“Of course,” she was fond of repeating, “if I was carrying a gun I would shoot him.”
Joey kept me awake long after we both should have been soundly sleeping to tell me how he would meet the bear in the woods some fine day when alone, and summarily dispose of him with the twenty-two calibre rifle he called his own, but which needless to say, he had never been allowed to use much. We were all pleasantly excited anent the grizzly.
“I feel sure that it will be my happy fortune to fire the shot that will bring to an inglorious end old big foot’s career,” I said dramatically one morning.
We had foregathered in the Dingle—Haidee’s mare, Buttons, and Wanza’s Rosebud were neighing just beyond in the pine thicket—for we were going to ride. Some days since we had taken our first jaunt on horseback, and Haidee had found that the excursion wearied her not at all. The crutches were infrequently used now. Haidee explained that her continued use of them was simply a manifestation of fear-thought. I little meant the words I said, but when we rode away I carried my thirty-thirty slung on my shoulder.
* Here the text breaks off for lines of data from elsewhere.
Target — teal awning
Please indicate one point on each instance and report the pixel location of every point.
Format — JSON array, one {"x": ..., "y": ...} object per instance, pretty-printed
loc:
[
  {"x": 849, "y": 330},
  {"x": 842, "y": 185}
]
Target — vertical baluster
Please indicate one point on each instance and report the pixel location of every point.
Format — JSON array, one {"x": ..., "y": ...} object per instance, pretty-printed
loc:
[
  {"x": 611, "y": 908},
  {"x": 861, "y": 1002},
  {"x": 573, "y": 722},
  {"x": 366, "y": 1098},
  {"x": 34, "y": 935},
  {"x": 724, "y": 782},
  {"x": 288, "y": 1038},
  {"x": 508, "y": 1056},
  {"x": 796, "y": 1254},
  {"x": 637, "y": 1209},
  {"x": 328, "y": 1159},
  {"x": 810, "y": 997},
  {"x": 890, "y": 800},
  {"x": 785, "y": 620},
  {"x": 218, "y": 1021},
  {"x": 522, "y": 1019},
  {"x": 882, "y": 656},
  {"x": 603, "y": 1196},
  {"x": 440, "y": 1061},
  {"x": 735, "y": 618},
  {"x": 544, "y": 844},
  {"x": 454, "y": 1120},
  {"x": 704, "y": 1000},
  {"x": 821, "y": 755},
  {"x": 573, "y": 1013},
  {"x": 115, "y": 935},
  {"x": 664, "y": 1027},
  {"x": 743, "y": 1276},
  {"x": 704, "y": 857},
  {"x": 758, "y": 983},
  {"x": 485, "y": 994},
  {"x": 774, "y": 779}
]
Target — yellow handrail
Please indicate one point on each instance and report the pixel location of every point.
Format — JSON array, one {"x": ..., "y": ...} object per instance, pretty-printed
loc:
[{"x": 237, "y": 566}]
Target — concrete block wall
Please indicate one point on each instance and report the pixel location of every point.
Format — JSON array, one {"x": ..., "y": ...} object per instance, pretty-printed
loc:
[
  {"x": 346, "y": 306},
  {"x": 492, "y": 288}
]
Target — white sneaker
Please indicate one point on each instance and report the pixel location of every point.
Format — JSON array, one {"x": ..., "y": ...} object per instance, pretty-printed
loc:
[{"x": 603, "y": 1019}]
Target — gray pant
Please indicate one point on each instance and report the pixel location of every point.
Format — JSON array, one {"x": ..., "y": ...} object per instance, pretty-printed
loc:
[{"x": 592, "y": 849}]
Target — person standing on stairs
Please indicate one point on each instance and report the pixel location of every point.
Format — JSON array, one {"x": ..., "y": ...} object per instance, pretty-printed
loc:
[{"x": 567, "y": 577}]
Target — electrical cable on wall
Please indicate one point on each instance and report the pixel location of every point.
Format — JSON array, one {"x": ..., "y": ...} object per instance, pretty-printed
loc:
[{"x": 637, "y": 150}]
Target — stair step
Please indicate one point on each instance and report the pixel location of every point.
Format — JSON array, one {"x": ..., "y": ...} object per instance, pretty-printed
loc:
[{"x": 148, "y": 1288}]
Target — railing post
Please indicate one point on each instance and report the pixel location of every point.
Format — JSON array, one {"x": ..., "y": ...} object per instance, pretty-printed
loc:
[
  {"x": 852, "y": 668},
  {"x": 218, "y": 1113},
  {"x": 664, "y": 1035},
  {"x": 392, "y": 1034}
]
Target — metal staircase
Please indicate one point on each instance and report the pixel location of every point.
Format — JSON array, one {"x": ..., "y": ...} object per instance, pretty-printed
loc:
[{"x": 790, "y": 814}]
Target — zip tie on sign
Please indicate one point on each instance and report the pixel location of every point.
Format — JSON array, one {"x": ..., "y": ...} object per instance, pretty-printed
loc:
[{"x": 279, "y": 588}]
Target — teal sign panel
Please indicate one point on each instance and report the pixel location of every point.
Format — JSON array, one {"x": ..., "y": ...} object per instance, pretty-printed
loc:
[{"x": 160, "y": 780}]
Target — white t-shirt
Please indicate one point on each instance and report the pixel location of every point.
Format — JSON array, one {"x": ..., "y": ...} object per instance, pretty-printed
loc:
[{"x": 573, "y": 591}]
As we went through the village we met Captain Grif Lyttle mounted on his piebald broncho. It required no little urging to induce him to join our expedition. But eventually he was won over.
“If it was goin’ to ride only, I’d be for it. But I see you’re toting your dinner. I don’t hold with picnics. This carryin’ grub a few miles—an’ there be nothin’ heavier than grub—settin’ down and eatin’ it, and beatin’ it back home, is all tomfoolishness, ’pears to me. But you young folks sees things different; and if so be I’ll be any acquisition whatsoever to your party, I stand ready to go along.” He looked hard at Haidee as he spoke, and I was half prepared for the remark he addressed to her: “’Pears to me, young lady, you ain’t got up for a picnic, exactly. That there gauzy waist’ll snag on the bushes, and your arms’ll burn to a blister—there’s no protection in such sleazy stuff. Look at Wanza now—she’s rigged up proper!—stout skirt and high shoes and a right thick waist.”
We had gone some distance before I noticed that Wanza was carrying my twenty-two. I was not over civil when I saw it in her hands.
“I like to shoot things,” she explained, with a deprecatory glance.
Captain Grif chuckled.
“Wanza do be the beatenest gal with a gun, if I do say it,” he remarked.